EndoPredict assays (Myriad International GmbH, Cologne, Germany) were performed on FFPE tissue samples of primary breast tumours in the Institute of Pathology at Klinikum rechts der Isar, Technical University Munich, according to the manufacturer’s instructions as described previously [8]. The validated cut-off value of 3.3 for the EPclin score was used for risk discrimination. Patients with an estimated risk of distant recurrence of more or equal to 10% at 10 years were categorized as high risk.

Statistics

The distribution of quantitative data is described by median (range). Qualitative data are presented by absolute and relative frequencies.
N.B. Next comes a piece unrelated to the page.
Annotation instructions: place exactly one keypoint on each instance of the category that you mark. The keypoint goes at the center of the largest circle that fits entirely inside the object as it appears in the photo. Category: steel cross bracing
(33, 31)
Survival analysis is reported using 3-year disease-free survival (DFS) as the primary time to event endpoint. A DFS-event was defined as any recurrence (local, locoregional or distant) or death (with or without recurrence). Distant metastasis-free survival (DMFS) was defined as survival without any distant recurrence. Censored time-to-event outcomes were analyzed by Cox proportional hazards models. Additional estimates of the event-free survival were given by the Kaplan–Meier method. Hypothesis testing was conducted on two-sided exploratory 5% significance levels. Analyses were performed with R 3.6.1 (The R Foundation for Statistical Computing, Vienna, Austria).

Results

Study population

A total of 373 patients were enrolled. The median age of the patients was 59.9 (range 29.1–88.9) years. Detailed tumor characteristics are listed in Table 1. Within the 90 patients, whose nodal status was pN1(1–3), 22 (24%) were tested as EPclin low and 68 (76%) as EPclin high.

Table 1.

Tumor characteristics

Characteristic	n (%)	EPclin low, n (%)	EPclin high, n (%)
Tumor size
pT1a	20 (5.4)	18 (4.8)	2 (0.6)
pT1b	64 (17.2)	55 (14.7)	9 (2.5)
pT1c	146 (39.1)	106 (28.4)	40 (10.7)
pT2	131 (35.1)	54 (14.5)	77 (20.6)
pT3	12 (3.2)	5 (1.3)	7 (1.9)
Tumor subtype
Ductal	264 (70.8)	161 (43.2)	103 (27.6)
Lobular	70 (18.8)	48 (12.9)	22 (5.9)
Ductulo–lobular	19 (5.1)	15 (4.0)	4 (1.1)
Others	20 (5.3)	14 (3.8)	6 (1.6)
Grading
G1	70 (18.8)	60 (16.1)	10 (2.7)
G2	240 (64.3)	161 (43.2)	79 (21.1)
G3	63 (16.9)	17 (4.6)	46 (12.3)
Nodal status
pN0	283 (75.9)	216 (57.9)	67 (18.0)
pN + (1–3)	90 (24.1)	22 (5.9)	68 (18.2)
PR status
≥ 20%	301 (80.7)	209 (56.0)	92 (24.7)
< 20%	72 (19.3)	29 (7.8)	43 (11.5)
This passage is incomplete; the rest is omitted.